O facto é o carácter inédito da solução encontrada em 2015. Desde 1976, por várias ocasiões houve uma maioria de deputados de (centro) esquerda no Parlamento sem que o executivo resultante pudesse contar com esses votos para governar. Até aqui Portugal era um caso raro na Europa ocidental, onde mais de uma dúzia de países já tinham sido governados com o apoio ou mesmo a participação de partidos à esquerda do centro. A geringonça pôs fim a essa excepção lusa, criando um precedente que transforma necessariamente o quadro político português.

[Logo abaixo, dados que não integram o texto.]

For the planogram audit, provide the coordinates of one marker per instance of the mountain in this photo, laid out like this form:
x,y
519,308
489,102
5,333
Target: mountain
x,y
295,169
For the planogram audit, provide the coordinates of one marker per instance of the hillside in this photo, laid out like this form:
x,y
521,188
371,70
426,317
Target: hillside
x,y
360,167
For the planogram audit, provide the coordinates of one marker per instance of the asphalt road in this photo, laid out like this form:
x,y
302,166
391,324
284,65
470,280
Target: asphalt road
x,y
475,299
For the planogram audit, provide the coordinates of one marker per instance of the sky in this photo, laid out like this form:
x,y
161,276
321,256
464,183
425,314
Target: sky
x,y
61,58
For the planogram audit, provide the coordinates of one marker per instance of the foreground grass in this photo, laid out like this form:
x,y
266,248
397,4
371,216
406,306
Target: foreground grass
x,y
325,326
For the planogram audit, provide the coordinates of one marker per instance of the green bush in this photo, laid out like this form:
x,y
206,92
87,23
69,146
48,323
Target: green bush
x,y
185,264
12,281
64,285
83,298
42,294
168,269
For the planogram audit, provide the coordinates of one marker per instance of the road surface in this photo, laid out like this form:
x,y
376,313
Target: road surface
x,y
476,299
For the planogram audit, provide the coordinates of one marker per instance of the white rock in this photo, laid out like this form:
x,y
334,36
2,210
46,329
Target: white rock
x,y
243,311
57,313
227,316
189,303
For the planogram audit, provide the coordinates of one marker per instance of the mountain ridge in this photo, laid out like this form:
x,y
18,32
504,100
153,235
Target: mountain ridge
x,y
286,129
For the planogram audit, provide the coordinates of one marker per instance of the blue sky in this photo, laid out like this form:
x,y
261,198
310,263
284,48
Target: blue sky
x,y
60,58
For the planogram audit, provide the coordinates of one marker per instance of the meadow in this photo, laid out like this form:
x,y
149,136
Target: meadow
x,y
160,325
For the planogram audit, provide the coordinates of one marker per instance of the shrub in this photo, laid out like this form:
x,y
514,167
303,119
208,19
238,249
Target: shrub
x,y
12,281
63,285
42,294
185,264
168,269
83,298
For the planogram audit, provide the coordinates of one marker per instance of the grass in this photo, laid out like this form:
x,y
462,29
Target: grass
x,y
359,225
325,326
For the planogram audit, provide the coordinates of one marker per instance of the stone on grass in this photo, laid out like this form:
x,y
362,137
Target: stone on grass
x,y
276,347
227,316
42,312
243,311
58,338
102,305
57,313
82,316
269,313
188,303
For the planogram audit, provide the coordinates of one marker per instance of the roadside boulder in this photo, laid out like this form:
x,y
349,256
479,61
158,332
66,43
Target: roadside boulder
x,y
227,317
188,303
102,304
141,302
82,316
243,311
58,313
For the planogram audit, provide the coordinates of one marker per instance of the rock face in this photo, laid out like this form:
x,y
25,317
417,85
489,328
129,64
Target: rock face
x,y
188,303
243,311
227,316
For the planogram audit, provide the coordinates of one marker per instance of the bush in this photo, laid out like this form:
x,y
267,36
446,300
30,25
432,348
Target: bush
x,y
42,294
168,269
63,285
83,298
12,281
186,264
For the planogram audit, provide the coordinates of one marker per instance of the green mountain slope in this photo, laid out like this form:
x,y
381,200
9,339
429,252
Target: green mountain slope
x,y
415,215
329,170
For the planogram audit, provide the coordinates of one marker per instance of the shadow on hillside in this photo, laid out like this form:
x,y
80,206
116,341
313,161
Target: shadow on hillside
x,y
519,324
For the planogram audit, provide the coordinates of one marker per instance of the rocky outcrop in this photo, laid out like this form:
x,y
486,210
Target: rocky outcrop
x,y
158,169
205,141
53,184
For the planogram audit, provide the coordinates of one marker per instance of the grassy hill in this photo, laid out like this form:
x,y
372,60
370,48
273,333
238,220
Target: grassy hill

Provavelmente, a geringonça também ficará para a história por conseguir completar uma legislatura. Poucos eram os que acreditavam à partida nessa possibilidade. Por desejo irracional, por erro de cálculo ou por azar, muitos vaticinaram vida curta à inédita maioria de esquerda. Se ainda restavam dúvidas quanto à aprovação do Orçamento do Estado para 2019, o último debate do Estado da Nação mostrou que a vontade de levar a legislatura até ao fim é mais forte do que qualquer impulso de ruptura no seio dos partidos da maioria.

Por fim, a geringonça poderá ficar nos manuais de ciência política pela sequência que lhe for dada depois das próximas eleições, qualquer que ela seja. Aqui colocam-se três cenários alternativos: ou há um novo governo apoiado pelo PS e por partidos à sua esquerda, reforçando o impacto estrutural da actual experiência na democracia portuguesa; ou o PS vence com maioria absoluta, destruindo o mito de que os socialistas só governam quando se posicionam ao centro; ou, finalmente, o PS fica em minoria e não se entende com os partidos à sua esquerda, pondo fim a uma solução que conta com um forte apoio popular.

Este é um dado que a maioria dos actores políticos em Portugal prefere ignorar, mas que é incontornável: a actual maioria parlamentar vai ao encontro das preferências de uma grande parte dos eleitores. Por uma razão ou por outra, uma larga parcela de portugueses revê-se numa solução em que o PS governa mas é obrigado a articular-se com as forças à sua esquerda. Só assim se explica a persistência do bom desempenho nas sondagens de PS, BE e CDU.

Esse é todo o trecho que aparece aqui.